Görüldüğü gibi parlemento yetkilileri bizim direnişimizin talepleri ile ilgili olarak somut hiç bir şey söylemediler. Her zaman yaptıkları iş olan tiyatro oynamayı sürdürdüler. Mültecilerin politik argüman kullanmalarına şaşırdılar. Mültecilerin kendilerinden kişisel çıkarları için bir talepte bulunmamış olmasına şaşıdılar. Mültecilerin özgürlükleri kısıtlayan bu yasalara ve bu yasaları çıkaranlara karşı ırkçı terimini kullanmalarına şaşırdılar. Onlar mültecilerden karınlarını doyurdukları için teşekkür bekliyorlardı. Mültecilerin kendilerine teşekkür etmemesine çok alındılar.
En alttakilerin sokaklara çıkarak özgürleşmiş olmalarına ve politikleşmiş olmalarına çok şaşırdılar. Mlütecilerin bildirilerinde politik argümanlar kullanmış olmasına bir türlü inanmak istemediler.
Biz bu parlemento görüşmesinden kendi mücadelemizi daha büyük bir kuvvetle vermemiz gerektiğini öğrendik.
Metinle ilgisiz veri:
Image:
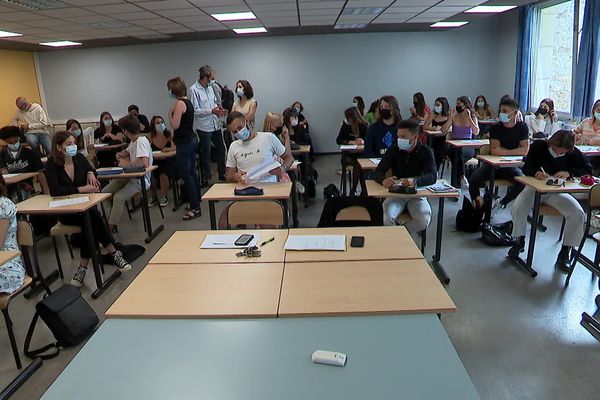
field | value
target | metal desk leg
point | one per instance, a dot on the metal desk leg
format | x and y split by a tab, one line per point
437	266
146	214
Örgütlenme alanımızı genişletmemiz gerektiğini öğrendik. Öz örgütlenmemizden ve direnişimizden başka kimsenin bizim özgürlüğümüz önündeki engelleri kaldırmaya yardımcı olmayacağı gerçeğini iyice bilince çıkardık. İşimizin bu gün başlayıp yarın bitecek kısalıkta bir iş olmadığını anladık.